For the final battle, we have some of our statue summons at the ready (that we basically haven't used during the entire run), Maia drinks a spatial awareness potion, Xoti buffs with her usual two staples and Aloth increases his defenses. Maia takes down her rival Pallegina (who has apparently not equipped all the awesome gear we have given her, making her much weaker) first:
The endgame has confirmed my earlier suspicion that, at least for a completionist run, level scaling (despite my dislike for the system) seems to be needed to make the later parts of the game a notable challenge, even on PotD. Aside from the quite difficult first act, which we did without an injury only because of all the testing I had done for it, we suffered only three knockouts in total: Two on Aloth, due to the naga archer ambush in Hasongo and due to friendly fire from Tekehu during a ship battle, and one on Serafen while fighting the ancient fampyrs at the Fampyr Cave to the north-west. Looking at our statistics, Maia dealt the most damage by far - no surprise there -, followed by Serafen and Aloth (both relatively even), Xoti after that and Triozum last. Our crusader watcher was basically unkillable during the second half of the game, but he also did little else but tank everything and sometimes cast lay on hands or liberating exhortation. A more dynamic tank, less focused on pure survival and stronger in utility or even damage, might make for better gameplay (though I don't always want to go with the very obvious herald pick, which I've already used during my last run).

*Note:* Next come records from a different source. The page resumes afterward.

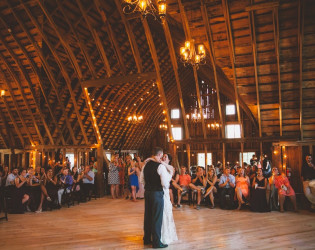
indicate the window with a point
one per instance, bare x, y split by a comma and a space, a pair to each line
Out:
109, 155
71, 159
201, 159
246, 157
233, 131
230, 109
175, 113
177, 133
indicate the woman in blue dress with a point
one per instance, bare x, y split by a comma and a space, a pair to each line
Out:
133, 180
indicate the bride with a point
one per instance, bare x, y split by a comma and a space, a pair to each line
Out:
168, 233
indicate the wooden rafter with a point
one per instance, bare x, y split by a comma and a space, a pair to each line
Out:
62, 68
254, 48
29, 83
157, 70
45, 63
300, 44
8, 86
275, 19
226, 13
110, 32
188, 37
131, 37
17, 81
40, 80
116, 80
16, 127
210, 46
175, 69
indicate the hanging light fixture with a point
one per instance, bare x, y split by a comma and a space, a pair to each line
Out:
163, 126
135, 119
146, 7
190, 55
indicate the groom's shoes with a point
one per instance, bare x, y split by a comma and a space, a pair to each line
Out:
161, 245
147, 242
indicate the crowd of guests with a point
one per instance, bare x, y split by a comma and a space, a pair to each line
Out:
256, 185
32, 189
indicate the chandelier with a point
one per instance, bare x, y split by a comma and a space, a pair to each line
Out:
163, 126
146, 7
189, 55
214, 125
135, 119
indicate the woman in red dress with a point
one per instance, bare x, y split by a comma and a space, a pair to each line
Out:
284, 188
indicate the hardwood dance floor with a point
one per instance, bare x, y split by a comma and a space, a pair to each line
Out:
117, 224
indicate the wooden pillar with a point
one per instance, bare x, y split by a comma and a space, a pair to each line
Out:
23, 159
242, 152
75, 163
223, 155
188, 154
100, 175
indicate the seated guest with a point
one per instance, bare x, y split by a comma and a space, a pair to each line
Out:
258, 200
11, 177
66, 182
87, 181
242, 187
253, 174
5, 173
308, 177
184, 183
284, 188
227, 185
20, 196
198, 184
47, 192
210, 187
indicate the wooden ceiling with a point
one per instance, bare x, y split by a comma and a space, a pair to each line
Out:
262, 57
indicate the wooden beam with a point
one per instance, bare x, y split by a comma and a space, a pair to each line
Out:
17, 129
10, 143
235, 140
175, 69
300, 49
226, 13
275, 18
40, 80
29, 83
131, 37
45, 63
188, 37
110, 32
8, 86
65, 74
17, 81
253, 39
98, 83
259, 6
210, 46
157, 70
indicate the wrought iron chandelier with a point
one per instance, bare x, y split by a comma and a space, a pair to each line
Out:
146, 7
190, 55
135, 119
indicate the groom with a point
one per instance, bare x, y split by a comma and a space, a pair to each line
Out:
154, 177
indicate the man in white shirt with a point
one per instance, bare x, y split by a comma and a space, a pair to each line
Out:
154, 176
11, 177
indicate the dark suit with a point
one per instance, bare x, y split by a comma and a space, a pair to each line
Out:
154, 204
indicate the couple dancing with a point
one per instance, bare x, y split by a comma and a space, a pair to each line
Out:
159, 226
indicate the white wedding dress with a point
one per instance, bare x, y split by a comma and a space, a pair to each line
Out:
168, 232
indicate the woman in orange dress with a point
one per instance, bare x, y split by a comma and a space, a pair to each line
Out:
242, 187
284, 188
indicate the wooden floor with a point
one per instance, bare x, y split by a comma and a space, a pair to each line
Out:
117, 224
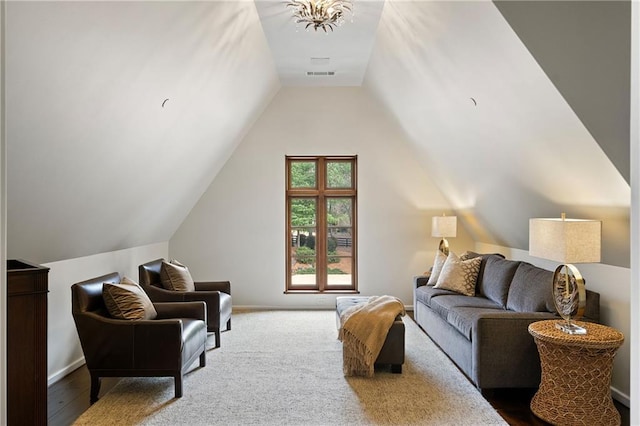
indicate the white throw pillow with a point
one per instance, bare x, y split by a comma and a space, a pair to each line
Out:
459, 275
438, 263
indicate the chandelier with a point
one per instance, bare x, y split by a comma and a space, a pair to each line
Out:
325, 14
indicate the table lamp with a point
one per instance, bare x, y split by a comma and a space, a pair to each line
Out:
566, 241
443, 227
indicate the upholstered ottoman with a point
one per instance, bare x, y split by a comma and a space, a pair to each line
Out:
392, 352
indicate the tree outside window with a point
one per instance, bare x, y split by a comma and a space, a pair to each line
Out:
321, 224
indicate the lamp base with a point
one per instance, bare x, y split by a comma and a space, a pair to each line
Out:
570, 328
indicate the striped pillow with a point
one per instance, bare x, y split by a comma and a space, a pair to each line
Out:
127, 300
176, 277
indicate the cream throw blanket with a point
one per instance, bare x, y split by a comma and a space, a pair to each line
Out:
363, 330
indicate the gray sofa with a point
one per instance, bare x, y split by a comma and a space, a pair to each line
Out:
486, 335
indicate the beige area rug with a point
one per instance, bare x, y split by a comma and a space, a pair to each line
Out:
285, 368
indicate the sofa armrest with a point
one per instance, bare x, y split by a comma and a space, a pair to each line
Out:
504, 353
223, 286
420, 280
195, 309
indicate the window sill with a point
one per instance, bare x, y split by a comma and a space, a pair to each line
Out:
321, 292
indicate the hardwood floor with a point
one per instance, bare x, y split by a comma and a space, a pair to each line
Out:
69, 398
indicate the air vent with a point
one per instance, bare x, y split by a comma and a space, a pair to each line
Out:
320, 61
321, 73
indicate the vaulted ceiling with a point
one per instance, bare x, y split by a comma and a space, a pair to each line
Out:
120, 114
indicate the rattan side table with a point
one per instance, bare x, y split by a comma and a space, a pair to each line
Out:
576, 374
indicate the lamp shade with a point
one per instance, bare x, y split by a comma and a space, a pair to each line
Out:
444, 226
565, 240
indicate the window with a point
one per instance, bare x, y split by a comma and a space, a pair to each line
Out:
321, 224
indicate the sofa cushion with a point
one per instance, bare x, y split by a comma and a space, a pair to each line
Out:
438, 263
176, 277
495, 278
425, 294
443, 304
459, 275
530, 290
127, 300
463, 318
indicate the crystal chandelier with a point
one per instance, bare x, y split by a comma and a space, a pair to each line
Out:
325, 14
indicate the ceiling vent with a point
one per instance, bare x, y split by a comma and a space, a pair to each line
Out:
321, 73
320, 61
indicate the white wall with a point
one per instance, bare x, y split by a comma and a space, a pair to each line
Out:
635, 212
613, 284
237, 229
64, 351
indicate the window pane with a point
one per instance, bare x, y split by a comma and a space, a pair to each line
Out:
303, 212
303, 174
339, 212
303, 256
340, 273
339, 174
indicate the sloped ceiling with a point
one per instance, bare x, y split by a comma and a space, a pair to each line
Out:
120, 114
584, 47
494, 132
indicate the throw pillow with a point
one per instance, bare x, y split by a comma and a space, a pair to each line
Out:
459, 275
438, 263
127, 300
176, 277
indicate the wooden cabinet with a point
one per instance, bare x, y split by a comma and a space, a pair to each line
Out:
27, 287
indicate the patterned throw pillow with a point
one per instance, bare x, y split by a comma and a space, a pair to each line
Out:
176, 277
438, 263
128, 301
459, 275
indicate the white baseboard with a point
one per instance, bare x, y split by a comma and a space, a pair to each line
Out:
622, 398
58, 375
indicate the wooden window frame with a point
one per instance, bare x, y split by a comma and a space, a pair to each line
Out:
321, 193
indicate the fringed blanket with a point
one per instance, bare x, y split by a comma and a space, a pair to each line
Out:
363, 330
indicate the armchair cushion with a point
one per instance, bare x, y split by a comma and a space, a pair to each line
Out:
175, 276
127, 300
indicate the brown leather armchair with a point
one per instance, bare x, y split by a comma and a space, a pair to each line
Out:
162, 347
216, 294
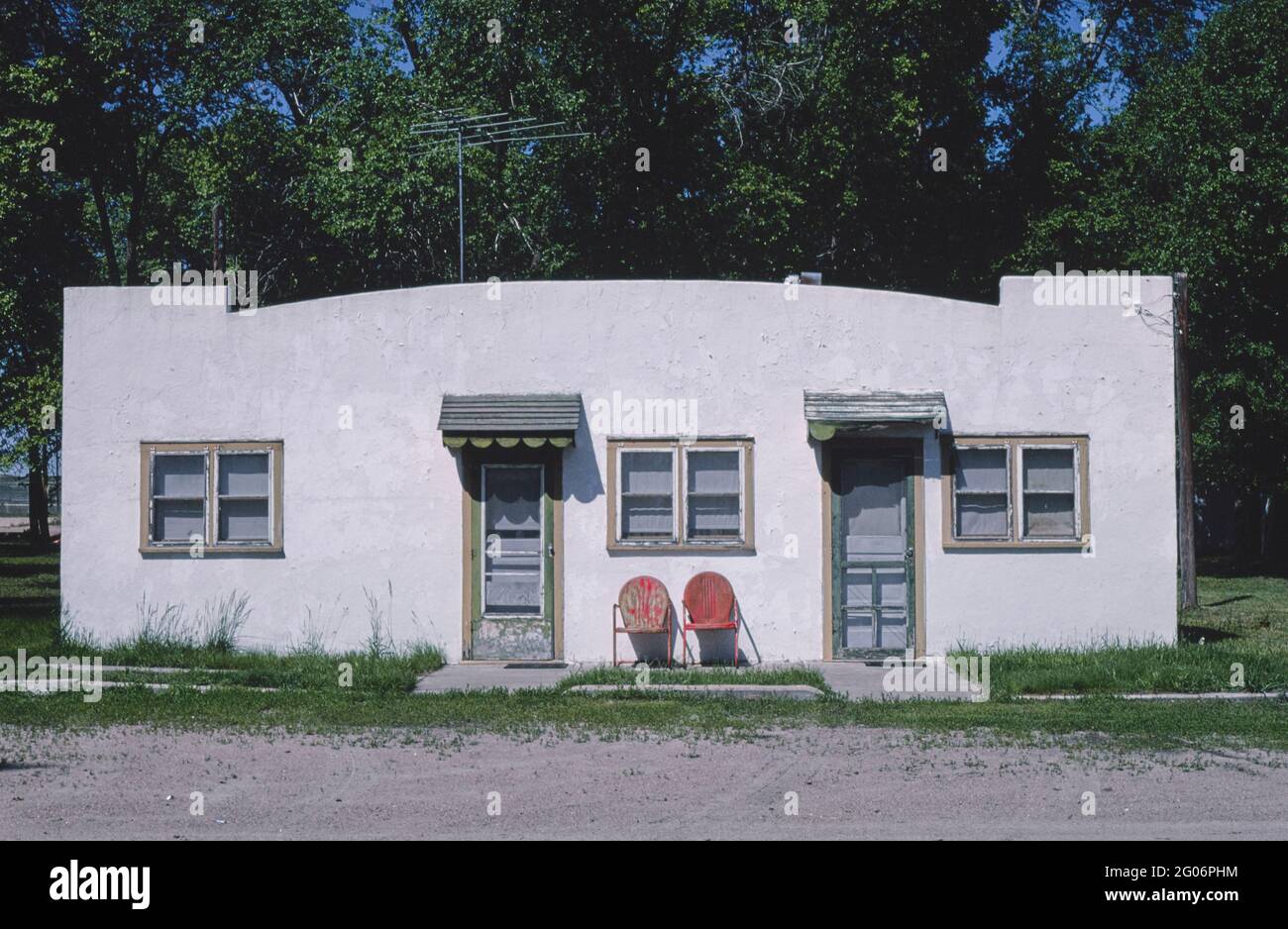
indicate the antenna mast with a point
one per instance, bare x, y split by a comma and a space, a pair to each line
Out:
455, 125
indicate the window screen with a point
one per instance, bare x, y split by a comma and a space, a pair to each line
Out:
178, 497
648, 495
713, 494
222, 494
245, 491
982, 486
1050, 495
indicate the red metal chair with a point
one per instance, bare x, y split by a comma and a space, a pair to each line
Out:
708, 603
644, 607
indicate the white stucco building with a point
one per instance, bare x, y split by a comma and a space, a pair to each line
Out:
871, 471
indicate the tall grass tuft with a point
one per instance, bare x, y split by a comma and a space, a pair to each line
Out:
223, 620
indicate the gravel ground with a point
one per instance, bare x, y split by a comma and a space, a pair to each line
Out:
136, 783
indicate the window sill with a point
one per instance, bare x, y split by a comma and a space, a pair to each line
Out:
949, 545
211, 551
681, 547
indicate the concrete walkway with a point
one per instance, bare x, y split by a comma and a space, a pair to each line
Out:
859, 680
490, 675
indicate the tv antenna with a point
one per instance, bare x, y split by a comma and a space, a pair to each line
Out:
471, 130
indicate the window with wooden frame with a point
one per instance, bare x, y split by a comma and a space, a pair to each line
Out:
1020, 491
682, 494
226, 497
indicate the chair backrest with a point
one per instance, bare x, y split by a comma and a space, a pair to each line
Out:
644, 603
708, 597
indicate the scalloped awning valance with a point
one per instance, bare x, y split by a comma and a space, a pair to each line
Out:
510, 420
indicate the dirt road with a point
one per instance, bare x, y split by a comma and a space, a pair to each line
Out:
848, 783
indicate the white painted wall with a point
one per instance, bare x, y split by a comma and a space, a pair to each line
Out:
380, 503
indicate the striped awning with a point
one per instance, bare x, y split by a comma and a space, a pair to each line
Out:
828, 412
509, 420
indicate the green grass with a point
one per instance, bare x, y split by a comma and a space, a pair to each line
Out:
1239, 619
1237, 622
29, 600
698, 675
1108, 721
204, 644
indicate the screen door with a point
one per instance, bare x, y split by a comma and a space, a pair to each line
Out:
872, 558
511, 558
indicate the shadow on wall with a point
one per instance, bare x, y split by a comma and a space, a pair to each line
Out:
581, 467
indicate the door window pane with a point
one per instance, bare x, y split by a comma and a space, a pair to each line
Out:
893, 631
858, 631
872, 510
511, 541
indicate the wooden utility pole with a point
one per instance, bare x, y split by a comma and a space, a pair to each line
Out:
217, 238
1184, 447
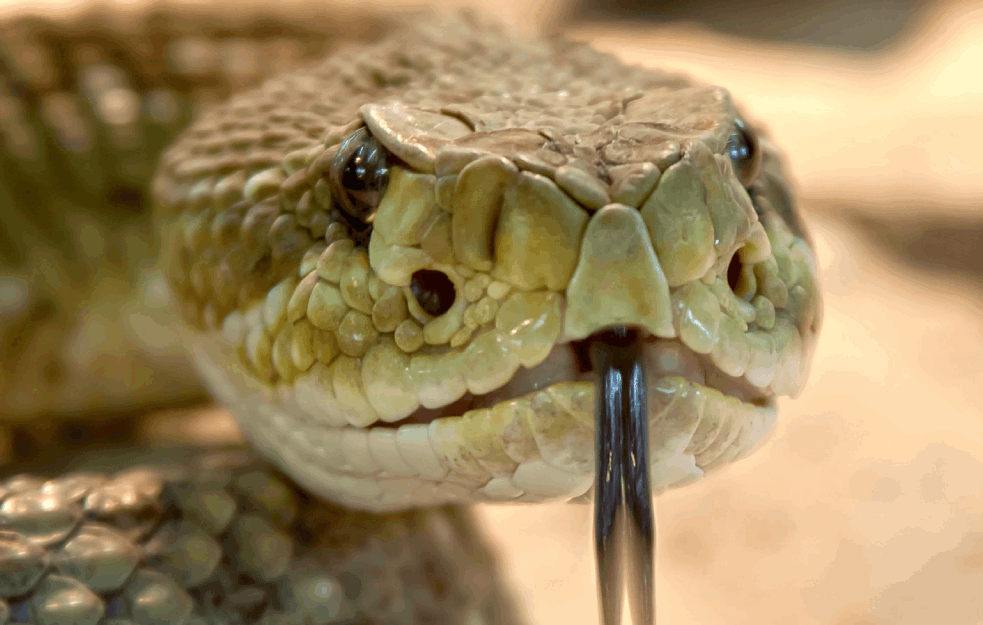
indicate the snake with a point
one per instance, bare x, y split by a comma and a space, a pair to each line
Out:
403, 256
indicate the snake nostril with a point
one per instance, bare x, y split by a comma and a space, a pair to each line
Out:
433, 290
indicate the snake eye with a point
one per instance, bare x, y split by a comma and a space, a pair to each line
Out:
433, 290
744, 153
359, 175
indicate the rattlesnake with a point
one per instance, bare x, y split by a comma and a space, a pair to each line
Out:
388, 264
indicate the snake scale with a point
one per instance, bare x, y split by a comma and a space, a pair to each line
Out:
389, 259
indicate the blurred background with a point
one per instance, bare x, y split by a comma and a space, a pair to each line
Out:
866, 506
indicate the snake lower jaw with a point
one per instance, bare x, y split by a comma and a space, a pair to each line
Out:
567, 362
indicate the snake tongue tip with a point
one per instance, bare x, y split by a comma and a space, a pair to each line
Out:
623, 527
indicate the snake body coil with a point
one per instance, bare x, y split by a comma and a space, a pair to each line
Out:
389, 263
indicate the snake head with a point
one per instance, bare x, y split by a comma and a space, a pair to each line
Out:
391, 265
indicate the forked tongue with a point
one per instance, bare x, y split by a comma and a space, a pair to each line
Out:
624, 526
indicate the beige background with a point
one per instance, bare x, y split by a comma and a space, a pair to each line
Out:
866, 506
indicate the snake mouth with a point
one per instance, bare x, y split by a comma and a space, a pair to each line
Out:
570, 362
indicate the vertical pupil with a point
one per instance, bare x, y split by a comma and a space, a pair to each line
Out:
356, 174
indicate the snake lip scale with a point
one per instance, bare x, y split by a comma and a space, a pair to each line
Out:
567, 362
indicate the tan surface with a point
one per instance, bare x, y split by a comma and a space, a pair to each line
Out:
865, 507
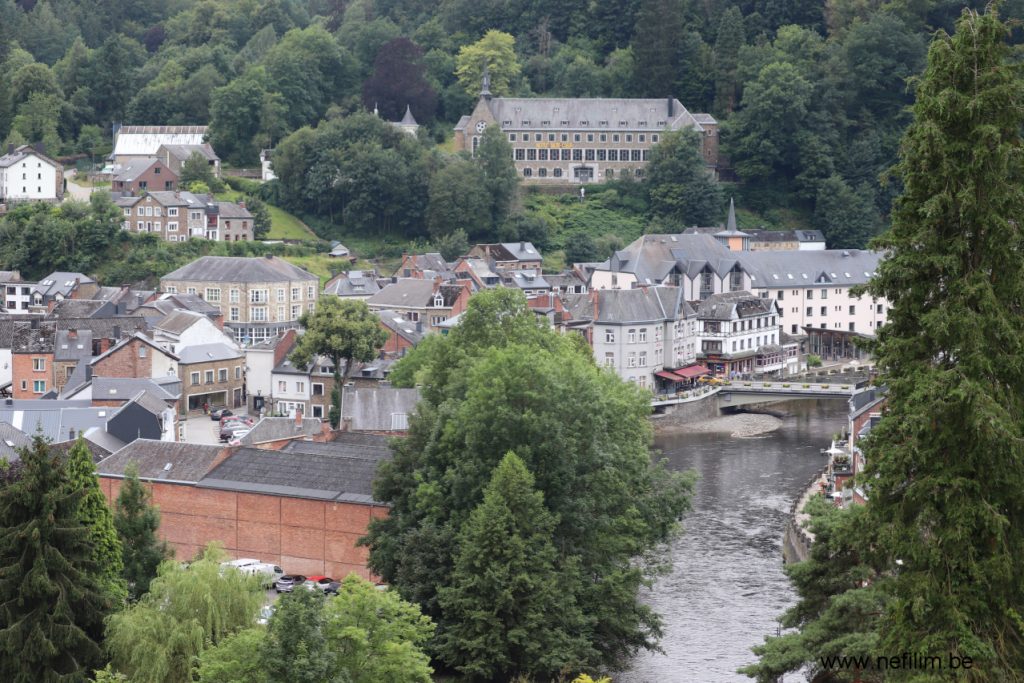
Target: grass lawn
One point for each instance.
(286, 226)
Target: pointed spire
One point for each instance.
(485, 85)
(408, 120)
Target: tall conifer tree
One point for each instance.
(136, 522)
(95, 513)
(945, 464)
(52, 599)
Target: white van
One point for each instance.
(268, 573)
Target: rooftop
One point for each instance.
(239, 269)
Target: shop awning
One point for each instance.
(666, 375)
(691, 372)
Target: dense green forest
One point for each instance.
(811, 94)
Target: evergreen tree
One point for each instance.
(944, 463)
(508, 609)
(730, 39)
(839, 606)
(136, 522)
(52, 597)
(500, 180)
(95, 514)
(678, 183)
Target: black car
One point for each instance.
(288, 583)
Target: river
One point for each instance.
(726, 587)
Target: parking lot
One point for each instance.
(201, 429)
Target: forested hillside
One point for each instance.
(811, 94)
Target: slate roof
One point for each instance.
(178, 321)
(379, 408)
(589, 114)
(722, 306)
(61, 283)
(207, 352)
(78, 308)
(274, 429)
(398, 325)
(183, 152)
(33, 340)
(341, 470)
(66, 348)
(787, 268)
(648, 304)
(414, 293)
(126, 388)
(239, 269)
(355, 283)
(10, 440)
(188, 462)
(25, 152)
(132, 168)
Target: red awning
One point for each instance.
(691, 372)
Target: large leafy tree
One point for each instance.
(839, 606)
(53, 597)
(678, 182)
(136, 521)
(501, 381)
(95, 514)
(346, 332)
(160, 638)
(496, 52)
(508, 610)
(398, 81)
(947, 488)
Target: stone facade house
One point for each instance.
(259, 297)
(581, 140)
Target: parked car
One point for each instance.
(288, 583)
(318, 583)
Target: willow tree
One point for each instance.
(945, 464)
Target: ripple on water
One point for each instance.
(726, 588)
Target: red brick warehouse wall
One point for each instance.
(300, 536)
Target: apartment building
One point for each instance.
(260, 297)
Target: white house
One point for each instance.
(266, 171)
(182, 329)
(638, 333)
(29, 175)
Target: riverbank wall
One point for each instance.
(797, 541)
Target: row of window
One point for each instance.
(578, 137)
(213, 294)
(608, 173)
(521, 154)
(208, 375)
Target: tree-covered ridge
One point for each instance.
(811, 93)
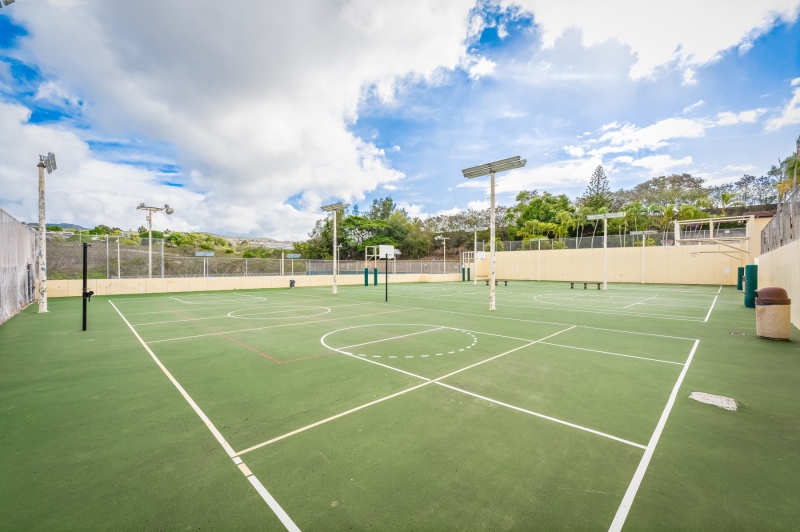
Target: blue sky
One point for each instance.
(247, 117)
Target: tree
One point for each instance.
(532, 206)
(598, 192)
(728, 199)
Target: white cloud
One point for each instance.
(260, 112)
(744, 117)
(662, 164)
(630, 138)
(685, 33)
(790, 115)
(52, 92)
(481, 67)
(689, 108)
(575, 151)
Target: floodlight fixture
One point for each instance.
(150, 211)
(338, 206)
(605, 217)
(332, 208)
(490, 169)
(49, 162)
(45, 162)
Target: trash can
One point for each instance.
(773, 313)
(750, 285)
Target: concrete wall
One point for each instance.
(781, 267)
(688, 264)
(67, 288)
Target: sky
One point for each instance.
(246, 117)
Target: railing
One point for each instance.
(621, 241)
(783, 228)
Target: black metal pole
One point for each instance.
(85, 261)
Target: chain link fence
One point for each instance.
(783, 228)
(114, 258)
(18, 273)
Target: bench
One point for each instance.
(585, 283)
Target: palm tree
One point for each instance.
(727, 199)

Also, it seems like the observation that many people have made for PoE1 is true for Deadfire as well: It's relatively easy to jump from a lower difficulty right into PotD once you actually take the time to understand the game mechanics and have some basic idea about the difficulty levels of various encounters.
I have added the Secret Archives of the Hand Occult to the opening post, where different runs with different varieties of sucess may be referenced. Triozum's name will be written in the Tome of the Watchers as a "Notable Watcher of the Deadfire Archipelago."